Sent from AutoGuide.com Free App


----------



## RunninLeMans (Apr 3, 2014)

So, a few months ago I bought the AAW full harness kit for my '64 LeMans. I had some electrical failures, lights went dead one day and then another day it went completely black. Bulkhead connectors look to be at the end of their useful life. Since it's not stock I wasn't worried about keeping it original. BUT, now that I'm taking the pieces out of the box and reading the instructions, I see there's a big hole to be cut in the firewall. No big deal, except for cramped access for the right tools, but I don't want to make a mess of it. Anyone done this already and have any tips? Drill four holes and use tin snips? Doesn't seem to be room to get a jigsaw or sawzall in there.

Thanks...


----------



## Goat Roper (Oct 28, 2014)

trialsmm said:


> I had just received a AAW harness from Summit, have to return it because it doesn't work with factory A/C. Talked to AAW, so now have to order individual harness pieces.
> I want to talk to M&H and do my homework before placing an order.

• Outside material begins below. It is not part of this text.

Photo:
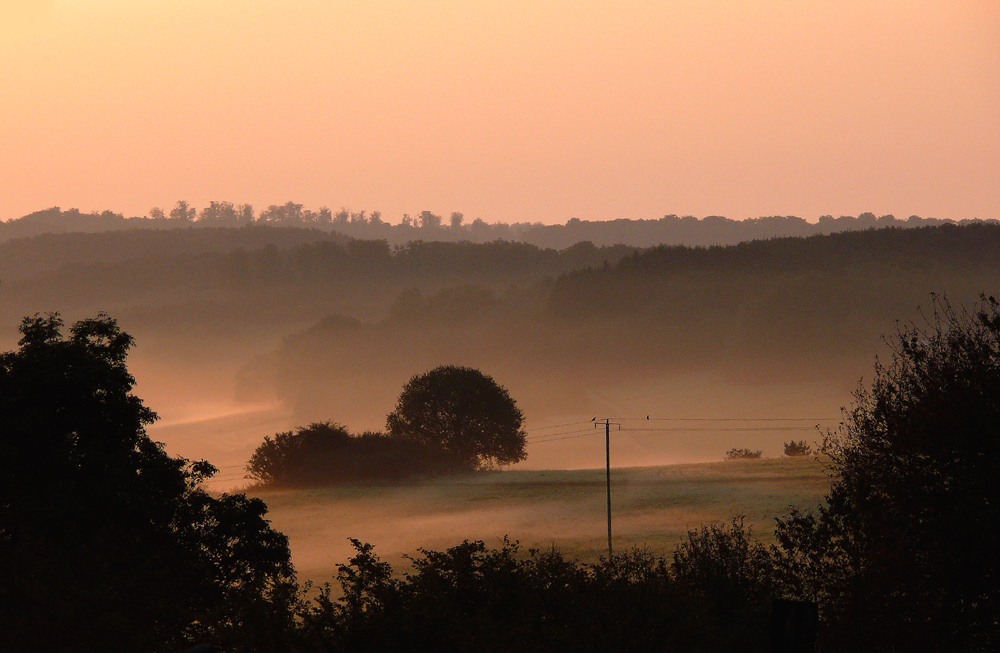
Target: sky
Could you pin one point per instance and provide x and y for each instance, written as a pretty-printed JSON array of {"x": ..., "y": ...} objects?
[{"x": 523, "y": 110}]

Wow, it all adds up!
> Thanks for all inputs.


I removed the hacks that were done under the dash and used solder and shrink tube to repair that harness.
On the engine side I went with M&H and you need the harness with A/C, I ordered the longer HO one and the tube that goes on the motor mount to reroute the starter wires.
You will also need a separate smaller harness for the A/C that plugs into the engine harness.
There is also a separate harness for the lights if you need that one.
Call them and explain what options you have on the car and they will make sure you get the harnesses you need.


----------



## RunninLeMans (Apr 3, 2014)

HAHAHAHAHAHAHAHA it's comical that I thought the bulkhead hole would be the hard part of this job. Die grinder made short work of it.....

I have the job 90% done, the car runs and most everything works, I have a few minor issues to resolve. I have a few comments on the AAW kit:

It's pretty generic, and you need to have you're original wiring diagram and keep the old harnesses, because you need to understand how every wire works and where it goes. The good news is the kit has all the wires labeled, and has several wiring diagrams, so it's pretty easy to sort out most of it. I spent a couple hours sorting out the 7-wire directional connector, it didn't match the AAW diagram so I sorted it out wire-by-wire. Still working on the alternator and voltage regulator, have a question in another post. I probably spent 25 shop hours on the job altogether, including removing the dash, but I'm glad I tackled it.


----------